Grupo Salinas
- Type: Mexican conglomerate
- Industry: Sports, automobiles, internet, media
- Founded: 1906 (as Salinas y Rocha)
- Founder: Benjamín Ricardo Salinas Westrup; Joel Rocha;
- Headquarters: Tlalpan, Mexico City, Mexico.
- Area served: Worldwide
- Key people: (CEO); Ricardo Salinas Pliego
- Number of employees: 110,000 (2020)
- Website: www.gruposalinas.com

= Grupo Salinas =

Mexican corporate conglomerate

Grupo Salinas is a corporate conglomerate formed in 2001 by several Mexican companies. The group consists of TV Azteca, Grupo Elektra, Telecosmo, and Italika. Each of these companies operates independently with its own management and board of directors.

==History==
The origin of Grupo Salinas begins with a store called Salinas y Rocha founded in 1906 in Monterrey. It was founded by businessmen
Benjamín Ricardo Salinas Westrup and Joel Rocha.
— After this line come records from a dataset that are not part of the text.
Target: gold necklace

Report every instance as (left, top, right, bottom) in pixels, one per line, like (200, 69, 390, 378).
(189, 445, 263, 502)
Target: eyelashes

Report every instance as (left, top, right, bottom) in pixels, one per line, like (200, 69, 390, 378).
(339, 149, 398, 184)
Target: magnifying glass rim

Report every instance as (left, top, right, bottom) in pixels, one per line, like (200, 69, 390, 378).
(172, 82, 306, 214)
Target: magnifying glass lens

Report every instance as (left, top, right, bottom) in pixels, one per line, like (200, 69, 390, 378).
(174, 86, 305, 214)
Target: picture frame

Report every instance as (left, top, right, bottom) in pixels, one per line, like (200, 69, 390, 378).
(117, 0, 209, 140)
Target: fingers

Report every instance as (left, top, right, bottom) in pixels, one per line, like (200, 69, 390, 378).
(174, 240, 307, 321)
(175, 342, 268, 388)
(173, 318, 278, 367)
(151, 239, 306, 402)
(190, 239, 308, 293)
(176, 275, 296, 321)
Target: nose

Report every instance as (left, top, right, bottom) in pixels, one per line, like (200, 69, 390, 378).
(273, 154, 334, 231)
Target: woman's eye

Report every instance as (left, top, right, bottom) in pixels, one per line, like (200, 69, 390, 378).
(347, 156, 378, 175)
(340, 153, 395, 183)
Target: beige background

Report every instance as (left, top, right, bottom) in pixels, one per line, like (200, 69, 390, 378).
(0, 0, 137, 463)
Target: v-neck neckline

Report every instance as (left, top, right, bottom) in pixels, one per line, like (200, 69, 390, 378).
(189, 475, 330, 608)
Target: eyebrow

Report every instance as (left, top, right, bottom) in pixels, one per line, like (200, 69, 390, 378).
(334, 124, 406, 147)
In 1950, Grupo Elektra began as a radio factory. Two years later, the company began manufacturing television sets and increased its workforce to 70 employees. Elektra began selling products directly to consumers in 1954. In 1957, Elektra retail stores incorporated credit programs. By 1968, Elektra had 12 stores in the region and by 1987, 59 stores. Elektra Group was listed on the Bolsa Mexicana de Valores, the Mexican Stock Exchange, in 1993.

In 1993, Grupo Elektra bought the Imevisión government television network and renamed it as TV Azteca. The network went public with an initial public offering on the Mexican and New York stock exchanges in 1997.

In 2012, Grupo Elektra acquired payday lender Advance America for an estimated US$780 million.

In 2003, Grupo Salinas purchased the telecommunications company Iusacell and the mobile phone company Unefón. Iusacell was sold to AT&T in 2014, and was later rebranded as AT&T Mexico. Unefón was also sold to AT&T Mexico.

In March 2019, Grupo Salinas made an investment of an undisclosed amount in OneWeb, a company developing and fielding a satellite internet constellation to deliver broadband internet services. The total raise was to help build out the operational system following a successful first launch of technology that had been under development since 2015.